Voters Face Pension Ballot

The Orange County Board of Supervisors this week approved a ballot measure that would require voters to approve any future increases in public employee pensions.

The charter amendment will go on the Nov. 4 ballot. The measure requires a simple majority to pass.

If approved, the measure would require the Orange County Employee Retirement System to prepare an actuarial study of the cost of the proposed benefit increase and require that voters approve any pension increases other than cost of living adjustments. The amendment was sponsored by Supervisor John Moorlach.

San Francisco’s charter includes a provision requiring voter approval of pension increases, and the measure is widely credited with keeping the city from running up large unfunded pension liabilities. Its pension fund is actuarially fully funded.

Voters in San Diego, where city officials hid a $1 billion-plus pension liability from voters and investors until a pension scandal broke in late 2003, approved a similar charter amendment in 2006. 

Orange County has an accrued unfunded pension liability of $2.7 billion, according to its 2007 comprehensive annual financial report.
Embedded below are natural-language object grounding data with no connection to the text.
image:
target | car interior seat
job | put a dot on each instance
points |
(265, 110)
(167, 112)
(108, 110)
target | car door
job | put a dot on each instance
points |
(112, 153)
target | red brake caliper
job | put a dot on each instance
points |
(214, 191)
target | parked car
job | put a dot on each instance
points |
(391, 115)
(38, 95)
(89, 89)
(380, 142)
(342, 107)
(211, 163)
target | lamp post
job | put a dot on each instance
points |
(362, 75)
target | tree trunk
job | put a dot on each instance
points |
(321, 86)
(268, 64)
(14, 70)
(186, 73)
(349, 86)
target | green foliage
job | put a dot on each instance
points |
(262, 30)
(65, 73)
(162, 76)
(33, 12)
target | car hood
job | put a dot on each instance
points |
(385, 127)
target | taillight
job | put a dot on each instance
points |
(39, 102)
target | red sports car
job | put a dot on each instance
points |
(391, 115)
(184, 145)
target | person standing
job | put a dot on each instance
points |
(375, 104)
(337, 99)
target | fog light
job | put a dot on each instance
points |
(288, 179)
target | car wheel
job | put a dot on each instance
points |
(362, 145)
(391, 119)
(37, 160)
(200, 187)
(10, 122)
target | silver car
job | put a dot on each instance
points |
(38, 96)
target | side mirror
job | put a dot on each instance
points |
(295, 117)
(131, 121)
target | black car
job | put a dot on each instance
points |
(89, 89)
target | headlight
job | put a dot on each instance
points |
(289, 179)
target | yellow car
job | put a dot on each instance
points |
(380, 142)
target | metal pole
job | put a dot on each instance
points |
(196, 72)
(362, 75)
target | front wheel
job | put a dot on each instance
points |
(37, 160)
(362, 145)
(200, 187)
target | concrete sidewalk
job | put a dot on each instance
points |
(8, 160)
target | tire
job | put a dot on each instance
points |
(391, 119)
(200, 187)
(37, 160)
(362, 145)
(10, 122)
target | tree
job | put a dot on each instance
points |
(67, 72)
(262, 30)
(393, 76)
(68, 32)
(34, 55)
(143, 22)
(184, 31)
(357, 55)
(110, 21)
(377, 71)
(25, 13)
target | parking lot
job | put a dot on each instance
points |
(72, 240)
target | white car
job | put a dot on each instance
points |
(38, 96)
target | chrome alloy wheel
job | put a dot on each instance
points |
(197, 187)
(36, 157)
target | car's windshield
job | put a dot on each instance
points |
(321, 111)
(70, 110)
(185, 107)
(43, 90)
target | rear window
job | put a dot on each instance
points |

The county board dramatically increased police pension benefits in 2001, and the county sued earlier this year to revoke the retroactive benefits. It renegotiated its employee retiree health benefits in 2006, slashing its unfunded liability to about $400 million from $1.4 billion.

Moody’s Investors Service this week affirmed the county’s Aa2 issuer credit rating, and Fitch Ratings affirmed its AA-minus on the county’s long-term lease revenue, fiscal recovery and pension debt. Standard & Poor’s upgraded the county’s issuer credit rating to AA-minus last year after Orange County addressed its retiree health liability. It affirmed the rating this week.

The county is preparing to issue $80 million of tax and revenue anticipation notes on Aug. 21.

Orange County declared the largest municipal bankruptcy in U.S. history in 1994 and still has $106.8 million of recovery bonds outstanding. It will extinguish the debt in 2017.